The IMD on 30 May clarified that its predictions about monsoon onset over Kerala were conditional, subject to the fulfilment of certain meteorological conditions.
IMD in a statement on Sunday said the depth and strength of westerly winds had increased; that cloudiness over southeast Arabian Sea and adjoining areas of Kerala had improved meeting the outgoing long wave radiation (OLR) criterion; and that there has been widespread rainfall activity over Kerala during the previous 24 hours and that 10 out of 24 rainfall monitoring stations received rainfall of 2.5 mm or more.
On Sunday, this criteria was not met. Rainfall was reported at a few places in Kottayam, Kollam, Alappuzha, Wayanad and Ernakulam districts on Monday, according to IMD.
Skymet argued that this was a "hasty" declaration and that onset criteria was "blatantly set aside." While winds and OLR was aligned for two days, the most important and visible manifestation of rainfall fell short on 28 and 30 May.
On 30 May, seven out of the 14 earmarked stations recorded NIL rainfall and two more locations registered less than 1mm.
“Declaring monsoon based on single day observations amounts to gross violation of standards, never attempted in the past. Any repute scientific body can ill afford to bend rules and criteria, just to prove the forecast right. Such a step, if taken knowingly, becomes highly objectionable and if otherwise, amounts to illusion of knowledge,” read the note by Skymet Weather.
“There is objective criteria that needs to be met and sanctity has to be maintained. What is IMD trying to prove? Will anyone punish them if the monsoon comes a few days late? There is no harm in admitting they are wrong because this is after all, a prediction.”GP Sharma, President, Meteorology and Climate at Skymet Weather to The Quint
24 Hr Rainfall (mm) – Monsoon Stations
Skymet’s claims were supported by a few other independent weather forecasters on social media who questioned IMD’s declaration.

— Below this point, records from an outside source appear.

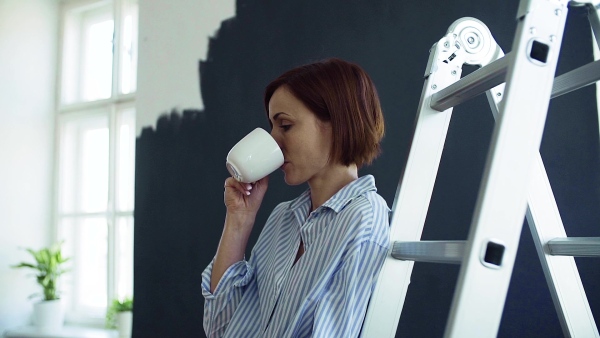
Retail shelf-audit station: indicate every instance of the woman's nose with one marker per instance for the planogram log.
(275, 137)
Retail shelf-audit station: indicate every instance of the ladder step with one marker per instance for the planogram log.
(430, 251)
(578, 78)
(494, 74)
(575, 246)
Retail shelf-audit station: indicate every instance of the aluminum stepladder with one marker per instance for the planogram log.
(515, 184)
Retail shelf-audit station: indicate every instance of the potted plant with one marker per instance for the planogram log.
(119, 315)
(49, 264)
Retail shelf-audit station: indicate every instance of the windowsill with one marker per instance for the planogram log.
(67, 331)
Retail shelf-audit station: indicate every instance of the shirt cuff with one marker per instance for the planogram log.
(239, 274)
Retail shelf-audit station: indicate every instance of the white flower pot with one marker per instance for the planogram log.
(124, 323)
(48, 315)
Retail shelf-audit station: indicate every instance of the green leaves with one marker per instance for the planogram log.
(49, 265)
(116, 306)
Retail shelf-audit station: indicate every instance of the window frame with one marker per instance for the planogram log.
(112, 108)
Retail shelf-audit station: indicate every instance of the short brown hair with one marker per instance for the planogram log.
(342, 93)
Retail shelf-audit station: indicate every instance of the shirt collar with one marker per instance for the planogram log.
(339, 200)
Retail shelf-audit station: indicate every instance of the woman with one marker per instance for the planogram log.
(315, 264)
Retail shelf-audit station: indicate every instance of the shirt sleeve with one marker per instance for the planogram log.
(220, 305)
(342, 308)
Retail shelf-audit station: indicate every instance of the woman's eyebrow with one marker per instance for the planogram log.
(277, 115)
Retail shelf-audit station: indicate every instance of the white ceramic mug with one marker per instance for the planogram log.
(254, 157)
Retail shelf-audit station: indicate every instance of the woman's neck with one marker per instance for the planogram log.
(328, 184)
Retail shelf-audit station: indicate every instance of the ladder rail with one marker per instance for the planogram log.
(506, 193)
(418, 178)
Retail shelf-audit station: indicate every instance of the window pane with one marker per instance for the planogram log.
(84, 164)
(85, 241)
(87, 53)
(128, 66)
(124, 257)
(125, 160)
(97, 60)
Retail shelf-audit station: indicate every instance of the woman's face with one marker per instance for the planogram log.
(303, 138)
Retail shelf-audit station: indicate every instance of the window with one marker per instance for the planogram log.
(96, 153)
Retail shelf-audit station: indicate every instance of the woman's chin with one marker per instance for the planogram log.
(290, 180)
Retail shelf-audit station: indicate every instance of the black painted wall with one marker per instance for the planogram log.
(180, 167)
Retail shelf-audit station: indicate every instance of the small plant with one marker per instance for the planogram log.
(49, 265)
(126, 304)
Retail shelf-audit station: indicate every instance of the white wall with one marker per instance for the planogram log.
(173, 38)
(28, 31)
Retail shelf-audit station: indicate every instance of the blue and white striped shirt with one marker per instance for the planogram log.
(325, 294)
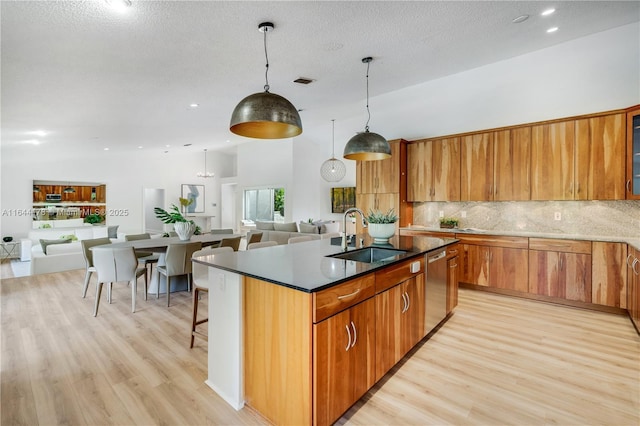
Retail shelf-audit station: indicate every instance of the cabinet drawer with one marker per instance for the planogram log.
(340, 297)
(397, 273)
(494, 240)
(566, 246)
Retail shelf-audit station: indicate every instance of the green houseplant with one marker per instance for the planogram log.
(448, 222)
(173, 216)
(381, 226)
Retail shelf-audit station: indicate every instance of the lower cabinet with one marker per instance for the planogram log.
(400, 322)
(343, 367)
(560, 268)
(633, 286)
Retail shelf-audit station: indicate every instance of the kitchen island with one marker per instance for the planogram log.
(300, 335)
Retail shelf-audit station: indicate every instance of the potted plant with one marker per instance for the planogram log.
(381, 226)
(448, 222)
(183, 227)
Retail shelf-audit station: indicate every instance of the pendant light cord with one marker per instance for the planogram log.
(333, 137)
(366, 126)
(266, 57)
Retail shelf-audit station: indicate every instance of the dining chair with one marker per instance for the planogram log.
(144, 257)
(300, 239)
(254, 237)
(118, 265)
(201, 283)
(233, 242)
(178, 263)
(261, 244)
(88, 259)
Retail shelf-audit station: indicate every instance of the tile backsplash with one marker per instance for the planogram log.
(593, 218)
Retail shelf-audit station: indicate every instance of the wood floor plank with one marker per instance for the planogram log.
(498, 360)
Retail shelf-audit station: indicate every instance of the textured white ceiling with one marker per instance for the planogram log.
(95, 78)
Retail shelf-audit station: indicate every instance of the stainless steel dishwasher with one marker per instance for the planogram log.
(435, 289)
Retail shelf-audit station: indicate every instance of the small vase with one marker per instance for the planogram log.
(184, 230)
(381, 232)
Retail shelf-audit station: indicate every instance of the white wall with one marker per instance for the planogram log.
(592, 74)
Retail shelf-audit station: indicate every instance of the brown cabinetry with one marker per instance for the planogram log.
(344, 360)
(633, 154)
(633, 286)
(560, 268)
(433, 172)
(609, 274)
(495, 261)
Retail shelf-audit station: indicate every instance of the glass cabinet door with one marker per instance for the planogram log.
(633, 154)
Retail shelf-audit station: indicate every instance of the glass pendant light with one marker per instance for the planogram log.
(265, 115)
(205, 174)
(367, 146)
(333, 170)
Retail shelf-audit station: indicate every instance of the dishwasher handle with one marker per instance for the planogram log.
(432, 258)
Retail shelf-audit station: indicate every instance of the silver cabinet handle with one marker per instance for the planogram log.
(355, 335)
(349, 295)
(348, 334)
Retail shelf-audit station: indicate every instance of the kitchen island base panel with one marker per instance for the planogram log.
(225, 374)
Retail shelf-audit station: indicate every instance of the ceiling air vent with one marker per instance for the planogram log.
(302, 80)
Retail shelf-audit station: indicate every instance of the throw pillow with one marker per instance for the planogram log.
(45, 243)
(327, 228)
(112, 231)
(307, 228)
(264, 226)
(287, 227)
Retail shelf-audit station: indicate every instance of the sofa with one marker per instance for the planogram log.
(62, 251)
(281, 232)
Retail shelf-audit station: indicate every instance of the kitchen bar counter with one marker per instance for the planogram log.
(307, 268)
(634, 241)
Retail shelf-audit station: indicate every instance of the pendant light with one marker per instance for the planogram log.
(367, 146)
(265, 115)
(205, 174)
(333, 170)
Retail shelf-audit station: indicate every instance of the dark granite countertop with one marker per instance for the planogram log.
(306, 267)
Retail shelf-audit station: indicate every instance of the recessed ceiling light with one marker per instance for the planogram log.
(520, 18)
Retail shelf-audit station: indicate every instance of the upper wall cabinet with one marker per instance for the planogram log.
(495, 166)
(433, 171)
(633, 154)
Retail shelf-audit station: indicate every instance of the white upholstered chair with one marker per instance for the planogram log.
(200, 274)
(118, 265)
(178, 263)
(261, 244)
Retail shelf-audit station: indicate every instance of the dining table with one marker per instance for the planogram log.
(157, 283)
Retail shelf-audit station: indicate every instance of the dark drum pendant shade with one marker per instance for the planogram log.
(367, 146)
(265, 115)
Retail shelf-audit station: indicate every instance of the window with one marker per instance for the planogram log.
(264, 204)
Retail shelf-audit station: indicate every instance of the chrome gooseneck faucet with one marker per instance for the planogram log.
(344, 224)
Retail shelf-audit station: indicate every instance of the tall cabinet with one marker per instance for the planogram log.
(633, 154)
(382, 185)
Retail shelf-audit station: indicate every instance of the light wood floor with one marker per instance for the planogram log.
(498, 360)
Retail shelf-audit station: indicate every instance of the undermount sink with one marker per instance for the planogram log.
(370, 254)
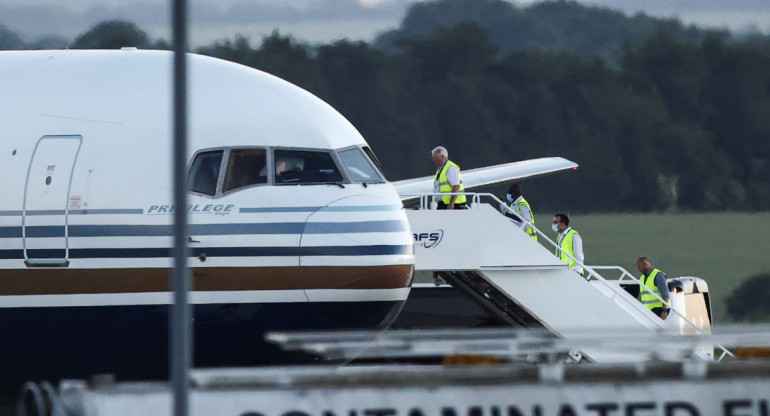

Raj Bhagat P, an earth observer and a specialist in Geo Analytics told The Quint, "IMD has sent certain criteria for onset but they have not adhered to it themselves."
Declaring Monsoon Onset Wrong Could Lead To Confusing Messaging to Farmers
The monsoon season is crucial for summer crops and brings about 70% of India’s annual rainfall. Monsoon rains are a lifeline for about 60% of the country’s net cultivated area that has no irrigation.
The monsoon impacts inflation, jobs, and industrial demand. Ample harvests raise rural incomes and keeps a check on inflation.
Sharma explained that it is time a scientific body like IMD doesn’t play with the psychology of farmers who anticipate the onset of monsoon.
“The significance of the onset of monsoon is that it boosts the morale of the farmers. A few years ago, a bad forecast will not be declared at the beginning of the season, because they didn’t want to disappoint people. But with improvement in technology, it is alright to declare that it is a bad monsoon. 2014 and 2015 were drought years but India managed to absorb the shock and get over it. There is no need to unnecessarily lie about the forecast,” he told The Quint.
Based on the current projections, south Maharashtra, Madhya Maharashtra, Telangana, Andhra Pradesh, Karnataka, Kerala and Tamil Nadu will anticipate good rains around 10 June. Experts stated that declaring early monsoon onset could lead to confusing messaging to farmers, who could even incur huge losses.
Bhagat suggested that rather than using fixed thresholds for declaring monsoon onsets, IMD must consider using monsoon indices that talk about strength and phase which will help understand the rainfall patterns better.
“This seems like an unnecessary declaration as the exact onset date doesn't really matter. They need to start defining how strong or weak the monsoon is, which side it is traveling based on parameters but without any fixed thresholds,” he suggested.
He also pointed out that wrong declaration “could affect future reliance on onset data for studies related to climate change.”
This year, India may be staring at a delayed and dry southwestern monsoon in the first two months, with late onset, intermittent rains and dry spells in many regions. The farming season may again be pushed back, as it was in 2021.
IMD has forecast a “normal” monsoon this year at 99% of long period average with margin error of +/-5%.